Discrete products typically address only a portion of a customer’s real need. Customers are often required to combine products, services, channels, information and other components to create the solution they need. Recognizing that customers leverage ecosystems, and gain value from products or services as the products and services themselves integrate to ecosystems, means that innovators can’t simply create discrete products and ignore the ecosystems those products will enter. Increasingly, understanding the ecosystem and its expectations becomes as important as understanding product requirements and features. In fact one could argue that companies should employ “Ecosystem” managers whose job it is to define the ecosystem that’s required for a complete customer solution in the same way they employ product managers to define product requirements.
This need refers back to what Geoffrey Moore, in his book Crossing the Chasm, called a “whole product”, except that now that definition is too narrow. Moore’s idea was that early adopters were willing to acquire and use relatively raw technologies or discrete devices, while the majority of the market would wait for a fully realized product supported by help manuals, customer testimonies and other supporting or enabling capabilities.

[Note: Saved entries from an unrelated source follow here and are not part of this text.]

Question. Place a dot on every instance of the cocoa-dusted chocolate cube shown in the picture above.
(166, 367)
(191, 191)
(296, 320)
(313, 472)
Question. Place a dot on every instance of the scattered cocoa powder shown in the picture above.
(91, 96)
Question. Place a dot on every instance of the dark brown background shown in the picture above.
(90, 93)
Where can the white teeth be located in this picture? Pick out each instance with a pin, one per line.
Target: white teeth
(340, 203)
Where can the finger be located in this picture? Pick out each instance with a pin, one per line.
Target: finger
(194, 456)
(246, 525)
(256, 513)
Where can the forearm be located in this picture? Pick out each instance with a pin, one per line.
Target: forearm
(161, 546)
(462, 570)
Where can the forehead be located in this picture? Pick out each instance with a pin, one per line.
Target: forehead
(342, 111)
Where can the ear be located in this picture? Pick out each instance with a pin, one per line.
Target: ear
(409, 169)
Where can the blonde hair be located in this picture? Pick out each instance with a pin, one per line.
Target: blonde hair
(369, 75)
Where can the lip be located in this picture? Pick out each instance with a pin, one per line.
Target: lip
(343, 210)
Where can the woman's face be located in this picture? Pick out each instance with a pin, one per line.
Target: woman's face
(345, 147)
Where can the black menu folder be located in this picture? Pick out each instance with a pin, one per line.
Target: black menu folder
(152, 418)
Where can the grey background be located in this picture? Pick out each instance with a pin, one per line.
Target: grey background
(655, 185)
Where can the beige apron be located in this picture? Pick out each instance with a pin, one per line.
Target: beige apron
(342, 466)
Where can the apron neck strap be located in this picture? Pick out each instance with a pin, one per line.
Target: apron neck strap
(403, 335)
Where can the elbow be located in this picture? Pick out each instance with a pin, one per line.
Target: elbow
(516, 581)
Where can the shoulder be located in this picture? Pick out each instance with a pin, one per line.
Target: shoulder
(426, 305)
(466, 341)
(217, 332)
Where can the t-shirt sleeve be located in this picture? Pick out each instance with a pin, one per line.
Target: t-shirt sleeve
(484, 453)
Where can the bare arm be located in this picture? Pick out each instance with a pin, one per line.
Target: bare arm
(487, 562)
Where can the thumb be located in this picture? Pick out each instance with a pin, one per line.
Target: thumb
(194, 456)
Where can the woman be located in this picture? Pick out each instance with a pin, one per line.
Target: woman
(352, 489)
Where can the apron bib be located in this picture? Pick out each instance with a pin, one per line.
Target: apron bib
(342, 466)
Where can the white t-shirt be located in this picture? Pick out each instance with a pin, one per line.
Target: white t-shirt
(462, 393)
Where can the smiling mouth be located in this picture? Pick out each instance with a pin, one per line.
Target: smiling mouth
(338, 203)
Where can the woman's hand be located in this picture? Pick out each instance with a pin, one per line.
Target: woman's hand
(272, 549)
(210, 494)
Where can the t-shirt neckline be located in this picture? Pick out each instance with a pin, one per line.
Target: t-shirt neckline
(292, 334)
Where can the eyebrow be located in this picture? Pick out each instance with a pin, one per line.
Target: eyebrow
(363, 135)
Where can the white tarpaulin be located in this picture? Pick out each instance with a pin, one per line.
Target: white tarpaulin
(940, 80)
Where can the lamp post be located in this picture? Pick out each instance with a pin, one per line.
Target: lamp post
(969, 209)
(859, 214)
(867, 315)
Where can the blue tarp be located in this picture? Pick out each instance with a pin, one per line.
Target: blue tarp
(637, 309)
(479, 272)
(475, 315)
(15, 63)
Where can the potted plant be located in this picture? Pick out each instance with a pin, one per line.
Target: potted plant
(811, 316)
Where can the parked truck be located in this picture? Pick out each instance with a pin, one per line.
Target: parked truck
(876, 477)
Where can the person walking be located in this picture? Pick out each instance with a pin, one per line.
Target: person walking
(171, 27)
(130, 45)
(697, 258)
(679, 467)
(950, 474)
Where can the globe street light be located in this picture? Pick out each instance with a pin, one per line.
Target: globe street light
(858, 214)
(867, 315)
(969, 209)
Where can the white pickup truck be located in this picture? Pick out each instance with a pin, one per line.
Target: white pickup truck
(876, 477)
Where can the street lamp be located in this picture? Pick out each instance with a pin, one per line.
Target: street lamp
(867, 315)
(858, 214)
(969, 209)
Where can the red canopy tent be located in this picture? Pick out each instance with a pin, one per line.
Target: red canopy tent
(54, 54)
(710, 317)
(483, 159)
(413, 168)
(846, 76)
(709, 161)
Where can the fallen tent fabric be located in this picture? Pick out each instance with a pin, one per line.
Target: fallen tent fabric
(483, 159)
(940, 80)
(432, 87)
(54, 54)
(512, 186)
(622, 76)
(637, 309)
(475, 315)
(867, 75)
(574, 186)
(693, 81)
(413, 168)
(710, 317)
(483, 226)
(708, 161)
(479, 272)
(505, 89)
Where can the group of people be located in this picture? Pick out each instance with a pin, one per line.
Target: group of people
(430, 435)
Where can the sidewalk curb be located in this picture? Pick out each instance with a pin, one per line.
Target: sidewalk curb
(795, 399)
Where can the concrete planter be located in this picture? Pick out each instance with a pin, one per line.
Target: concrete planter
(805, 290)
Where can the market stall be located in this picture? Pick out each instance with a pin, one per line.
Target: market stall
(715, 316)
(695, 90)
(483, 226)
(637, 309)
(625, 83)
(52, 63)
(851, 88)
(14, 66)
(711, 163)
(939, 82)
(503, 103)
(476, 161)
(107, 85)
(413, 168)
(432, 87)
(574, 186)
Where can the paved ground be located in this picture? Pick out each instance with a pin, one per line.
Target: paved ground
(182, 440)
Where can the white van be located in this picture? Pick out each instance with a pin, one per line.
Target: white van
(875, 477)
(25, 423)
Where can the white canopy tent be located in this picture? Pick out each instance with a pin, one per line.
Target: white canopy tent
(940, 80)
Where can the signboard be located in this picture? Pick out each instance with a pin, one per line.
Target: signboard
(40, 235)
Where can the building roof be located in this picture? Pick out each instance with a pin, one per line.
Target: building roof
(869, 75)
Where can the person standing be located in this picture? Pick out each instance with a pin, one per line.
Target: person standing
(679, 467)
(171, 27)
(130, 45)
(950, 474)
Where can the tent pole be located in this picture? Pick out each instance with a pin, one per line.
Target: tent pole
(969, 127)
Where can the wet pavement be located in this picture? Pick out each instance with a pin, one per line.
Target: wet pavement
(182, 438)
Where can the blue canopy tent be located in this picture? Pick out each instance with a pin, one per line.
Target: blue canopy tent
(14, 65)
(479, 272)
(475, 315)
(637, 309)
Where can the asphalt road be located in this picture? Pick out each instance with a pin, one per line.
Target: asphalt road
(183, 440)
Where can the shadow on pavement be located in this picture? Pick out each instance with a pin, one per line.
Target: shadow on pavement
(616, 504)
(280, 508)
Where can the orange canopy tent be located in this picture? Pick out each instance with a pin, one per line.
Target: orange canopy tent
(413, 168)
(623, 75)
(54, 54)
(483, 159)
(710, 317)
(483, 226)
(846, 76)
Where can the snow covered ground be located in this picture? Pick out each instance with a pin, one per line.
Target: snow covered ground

Rather than “whole product” perhaps we should call the necessary outcome a “whole ecosystem” or “whole experience”. Moore’s insight holds true today: customers want “whole” solutions or experiences, and those solutions and experiences are going to rely on products, services, information, complementary services and experiences that we may not control. As an innovator, understanding the importance of the ecosystem in providing a seamless experience, and understanding what your eventual solution will offer, and what other capabilities, services, information or experiences must be wrapped around your offer, will ensure much more receptivity when the solution is launched.
Moving from ecosystems to seamless experiences
Increasingly, customers don’t want to knit, integrate, or combine products or work to connect products and services to solve problems. Increasingly they want solutions that work out of the box, fully integrated with a fabric of existing products, services and channels. What customers want is seamless experiences, which are supported by robust ecosystems. Customers want solutions that don’t require them to worry about compatibility, solutions that don’t require a lot of configuration or knowledge on the part of the customer. They want solutions that don’t result in vendors blaming each other for failures. They don’t want to search for information, they want the solution to present relevant information. These seamless experiences are built on robust ecosystems, which is why innovators must consider them.
In some instances an innovator may discover that an ecosystem exists and there are gaps within the ecosystem he or she can fill. In other cases an innovator may discover that the discrete product or service being created requires more services, channels or experiences than can be created by the company, and therefore the innovator must build or catalyze an ecosystem in order to fully address customer needs. Ecosystems of products, services, business models, channels, partners, experiences and so on provide the total solution a customer seeks: an integrated, whole, seamless experience.
Based on this analysis the job of an innovator changes. No longer can they focus solely on discrete product requirements, because we know that a product or service is likely to provide only a portion of the expected seamless experience. Now, the innovator must define the totality of the seamless experience and then determine which components or portions his or her company can provide, which of the components or solutions that other companies or partners will provide, and work to ensure that these disparate components, services, business models and information will work seamlessly for the customer.
This means the innovator must simultaneously understand customer needs broadly, apply them narrowly to construct a new product while understanding the larger context the product or service will exist in, and attempt to weave together a range of different, potentially competitive providers to provide a solution that solves the customers problem or challenge and seems seamless and effortless to the customer.